TopDocsCollector:是用来收集Top N结果的,
TopScoreDocCollector:它是TopDocsCollector的子类,它返回的结果集会根据评分和docId进行排序,该接口在IndexSearcher类的search方法内部被调用,但search方法并不需要显式的指定一个Sort排序器,TopScoreDocCollector是使用频率最高的一个结果收集器接口。
TopFieldCollector:它也是TopDocsCollector的子类,跟TopScoreDocCollector的区别是,TopScoreDocCollector是根据评分和docId进行排序的,而TopFieldCollector是根据用户指定的域进行排序,在调用IndexSearcher.search方法时需要显式的指定Sort排序器。
TimeLimitingCollector:它是其他Collector的包装器,它的功能是当被包装的Collector耗时超过限制时可以中断收集过程。
PositiveScoresOnlyCollector:从类名就知道它是干嘛的,Positive正数的意思,即只返回score评分大于零的索引文档,它跟TimeLimitingCollector都属于其他Collector的包装器,都使用了装饰者模式。
Collector接口只有一个接口方法:
- LeafCollector getLeafCollector(LeafReaderContext context) throws IOException;
根据提供的IndexReader上下文对象返回一个LeafCollector,LeafCollector其实就是对应每个段文件的收集器,每次切换段文件时都会调用一次此接口方法。

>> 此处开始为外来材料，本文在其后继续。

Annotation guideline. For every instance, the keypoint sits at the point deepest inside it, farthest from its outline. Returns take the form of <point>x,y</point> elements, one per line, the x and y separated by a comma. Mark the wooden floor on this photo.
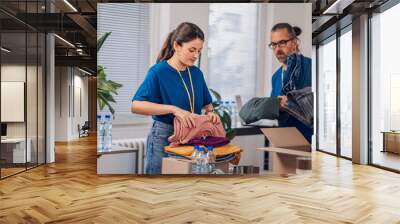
<point>69,191</point>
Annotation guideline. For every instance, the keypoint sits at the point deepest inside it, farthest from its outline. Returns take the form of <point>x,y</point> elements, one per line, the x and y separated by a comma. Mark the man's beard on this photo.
<point>282,58</point>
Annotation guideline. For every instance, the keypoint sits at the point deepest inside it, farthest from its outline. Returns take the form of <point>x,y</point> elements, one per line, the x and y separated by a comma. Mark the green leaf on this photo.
<point>101,40</point>
<point>230,134</point>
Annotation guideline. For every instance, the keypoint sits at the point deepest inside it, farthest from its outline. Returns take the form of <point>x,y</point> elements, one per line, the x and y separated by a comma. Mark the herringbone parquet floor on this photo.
<point>69,191</point>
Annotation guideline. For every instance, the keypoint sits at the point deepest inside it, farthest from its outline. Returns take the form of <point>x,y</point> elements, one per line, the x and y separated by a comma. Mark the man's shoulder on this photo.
<point>277,73</point>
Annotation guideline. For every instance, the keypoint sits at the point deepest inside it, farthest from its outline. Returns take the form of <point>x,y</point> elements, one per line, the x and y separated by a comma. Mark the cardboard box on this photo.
<point>285,145</point>
<point>172,165</point>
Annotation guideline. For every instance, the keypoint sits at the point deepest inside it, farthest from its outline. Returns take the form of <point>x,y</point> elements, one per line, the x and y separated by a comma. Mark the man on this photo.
<point>285,42</point>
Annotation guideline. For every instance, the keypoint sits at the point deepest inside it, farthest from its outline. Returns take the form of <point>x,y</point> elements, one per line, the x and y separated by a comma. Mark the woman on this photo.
<point>173,88</point>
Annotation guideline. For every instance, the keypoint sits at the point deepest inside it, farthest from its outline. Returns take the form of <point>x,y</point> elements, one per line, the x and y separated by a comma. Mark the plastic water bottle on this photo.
<point>100,133</point>
<point>204,168</point>
<point>229,107</point>
<point>234,113</point>
<point>108,133</point>
<point>196,159</point>
<point>211,158</point>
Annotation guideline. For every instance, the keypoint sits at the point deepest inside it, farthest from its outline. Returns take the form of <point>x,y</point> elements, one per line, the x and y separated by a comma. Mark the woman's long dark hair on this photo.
<point>185,32</point>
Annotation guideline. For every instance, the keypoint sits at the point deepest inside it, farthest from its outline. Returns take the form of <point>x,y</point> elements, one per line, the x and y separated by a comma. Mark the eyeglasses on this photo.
<point>281,43</point>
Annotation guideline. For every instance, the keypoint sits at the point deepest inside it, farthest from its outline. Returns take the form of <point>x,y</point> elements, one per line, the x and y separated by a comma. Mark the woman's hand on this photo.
<point>185,116</point>
<point>214,118</point>
<point>282,101</point>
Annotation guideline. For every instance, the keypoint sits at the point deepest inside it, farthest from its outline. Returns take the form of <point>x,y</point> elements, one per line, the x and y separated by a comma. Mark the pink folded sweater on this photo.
<point>204,127</point>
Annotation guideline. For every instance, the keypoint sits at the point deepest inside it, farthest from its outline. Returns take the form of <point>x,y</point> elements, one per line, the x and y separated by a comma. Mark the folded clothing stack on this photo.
<point>227,153</point>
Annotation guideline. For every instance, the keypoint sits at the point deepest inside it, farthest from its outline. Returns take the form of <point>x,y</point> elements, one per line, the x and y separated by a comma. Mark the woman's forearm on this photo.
<point>149,108</point>
<point>208,108</point>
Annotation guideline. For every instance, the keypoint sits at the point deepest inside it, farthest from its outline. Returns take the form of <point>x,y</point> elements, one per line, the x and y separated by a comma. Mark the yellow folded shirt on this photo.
<point>186,150</point>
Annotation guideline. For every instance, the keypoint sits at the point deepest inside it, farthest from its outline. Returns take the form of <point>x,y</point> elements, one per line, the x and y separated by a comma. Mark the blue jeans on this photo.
<point>156,141</point>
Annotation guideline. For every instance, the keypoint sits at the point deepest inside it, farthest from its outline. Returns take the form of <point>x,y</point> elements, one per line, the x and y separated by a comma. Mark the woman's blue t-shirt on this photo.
<point>163,85</point>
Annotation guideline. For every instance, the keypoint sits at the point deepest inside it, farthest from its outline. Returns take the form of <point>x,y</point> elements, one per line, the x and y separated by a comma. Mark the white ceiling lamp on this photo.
<point>65,41</point>
<point>70,5</point>
<point>84,71</point>
<point>337,7</point>
<point>5,50</point>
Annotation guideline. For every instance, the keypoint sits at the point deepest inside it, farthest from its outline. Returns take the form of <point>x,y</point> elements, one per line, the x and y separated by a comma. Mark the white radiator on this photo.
<point>135,143</point>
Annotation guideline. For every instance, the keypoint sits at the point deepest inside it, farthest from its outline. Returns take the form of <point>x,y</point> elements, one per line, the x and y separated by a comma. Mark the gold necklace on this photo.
<point>191,98</point>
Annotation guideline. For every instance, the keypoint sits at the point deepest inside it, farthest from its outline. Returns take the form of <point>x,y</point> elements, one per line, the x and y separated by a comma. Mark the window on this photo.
<point>232,50</point>
<point>327,96</point>
<point>385,86</point>
<point>346,94</point>
<point>125,54</point>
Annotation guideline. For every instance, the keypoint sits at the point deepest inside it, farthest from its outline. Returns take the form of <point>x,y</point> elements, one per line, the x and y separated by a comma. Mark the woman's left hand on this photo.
<point>214,118</point>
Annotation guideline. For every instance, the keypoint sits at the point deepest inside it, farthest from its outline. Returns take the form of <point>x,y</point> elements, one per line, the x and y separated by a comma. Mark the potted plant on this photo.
<point>105,88</point>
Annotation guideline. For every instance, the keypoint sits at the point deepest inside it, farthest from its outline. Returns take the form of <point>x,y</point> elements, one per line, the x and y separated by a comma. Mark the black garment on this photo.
<point>301,105</point>
<point>260,108</point>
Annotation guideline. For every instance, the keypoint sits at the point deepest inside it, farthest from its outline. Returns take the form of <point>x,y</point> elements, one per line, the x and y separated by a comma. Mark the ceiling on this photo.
<point>76,20</point>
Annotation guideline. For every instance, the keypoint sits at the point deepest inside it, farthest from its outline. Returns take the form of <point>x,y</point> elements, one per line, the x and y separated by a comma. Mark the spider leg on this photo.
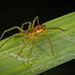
<point>23,39</point>
<point>23,47</point>
<point>17,34</point>
<point>57,28</point>
<point>29,27</point>
<point>21,30</point>
<point>33,23</point>
<point>31,51</point>
<point>49,42</point>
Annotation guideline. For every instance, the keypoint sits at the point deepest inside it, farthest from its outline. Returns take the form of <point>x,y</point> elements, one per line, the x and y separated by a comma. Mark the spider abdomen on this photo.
<point>30,34</point>
<point>39,28</point>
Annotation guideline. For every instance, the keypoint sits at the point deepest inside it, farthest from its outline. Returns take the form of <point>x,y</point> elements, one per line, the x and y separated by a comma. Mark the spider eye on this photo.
<point>39,28</point>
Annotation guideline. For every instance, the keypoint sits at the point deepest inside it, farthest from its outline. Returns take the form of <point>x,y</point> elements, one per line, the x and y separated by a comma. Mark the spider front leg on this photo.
<point>21,30</point>
<point>33,23</point>
<point>17,34</point>
<point>29,27</point>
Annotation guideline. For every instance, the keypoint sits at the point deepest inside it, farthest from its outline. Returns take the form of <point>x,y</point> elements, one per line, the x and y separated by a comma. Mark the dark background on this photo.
<point>14,13</point>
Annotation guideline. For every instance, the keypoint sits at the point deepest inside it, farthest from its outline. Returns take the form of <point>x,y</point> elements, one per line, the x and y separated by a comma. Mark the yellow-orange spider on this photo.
<point>32,33</point>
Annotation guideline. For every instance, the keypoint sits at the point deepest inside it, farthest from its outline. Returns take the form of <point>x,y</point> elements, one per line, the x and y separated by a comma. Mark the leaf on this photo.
<point>41,59</point>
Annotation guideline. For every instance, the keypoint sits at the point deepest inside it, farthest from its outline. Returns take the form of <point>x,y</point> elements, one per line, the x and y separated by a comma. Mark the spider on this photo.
<point>32,33</point>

其实LeafCollector才是结果收集器接口,Collector只是用来生成每个段文件对应的LeafCollector,在Lucene4,x时代,Collector和LeafCollector并没有分开,现在Lucene5.0中,接口定义粒度更细了,为用户自定义扩展提供了更多的便利。
接着看看LeafCollector的源码说明:
- /**
- * <p>Collector decouples the score from the collected doc:
- * the score computation is skipped entirely if it's not
- * needed. Collectors that do need the score should
- * implement the {@link #setScorer} method, to hold onto the
- * passed {@link Scorer} instance, and call {@link
- * Scorer#score()} within the collect method to compute the
- * current hit's score. If your collector may request the
- * score for a single hit multiple times, you should use
- * {@link ScoreCachingWrappingScorer}. </p>
- *
- * <p><b>NOTE:</b> The doc that is passed to the collect
- * method is relative to the current reader. If your
- * collector needs to resolve this to the docID space of the
- * Multi*Reader, you must re-base it by recording the
- * docBase from the most recent setNextReader call. Here's
- * a simple example showing how to collect docIDs into a
- * BitSet:</p>
- *
- * <pre class="prettyprint">
- * IndexSearcher searcher = new IndexSearcher(indexReader);
- * final BitSet bits = new BitSet(indexReader.maxDoc());
- * searcher.search(query, new Collector() {
- *
- * public LeafCollector getLeafCollector(LeafReaderContext context)
- * throws IOException {
- * final int docBase = context.docBase;
- * return new LeafCollector() {
- *
- * <em>// ignore scorer</em>
- * public void setScorer(Scorer scorer) throws IOException {
- * }
- *
- * public void collect(int doc) throws IOException {
- * bits.set(docBase + doc);
- * }
- *
- * };
- * }
- *
- * });
- * </pre>
- *
- * <p>Not all collectors will need to rebase the docID. For
- * example, a collector that simply counts the total number
- * of hits would skip it.</p>
- *
- * @lucene.experimental
- */
- public interface LeafCollector {
- /**
- * Called before successive calls to {@link #collect(int)}. Implementations
- * that need the score of the current document (passed-in to
- * {@link #collect(int)}), should save the passed-in Scorer and call
- * scorer.score() when needed.
- */
- void setScorer(Scorer scorer) throws IOException;
- /**
- * Called once for every document matching a query, with the unbased document
- * number.
- * <p>Note: The collection of the current segment can be terminated by throwing
- * a {@link CollectionTerminatedException}. In this case, the last docs of the
- * current {@link org.apache.lucene.index.LeafReaderContext} will be skipped and {@link IndexSearcher}
- * will swallow the exception and continue collection with the next leaf.
- * <p>
- * Note: This is called in an inner search loop. For good search performance,
- * implementations of this method should not call {@link IndexSearcher#doc(int)} or
- * {@link org.apache.lucene.index.IndexReader#document(int)} on every hit.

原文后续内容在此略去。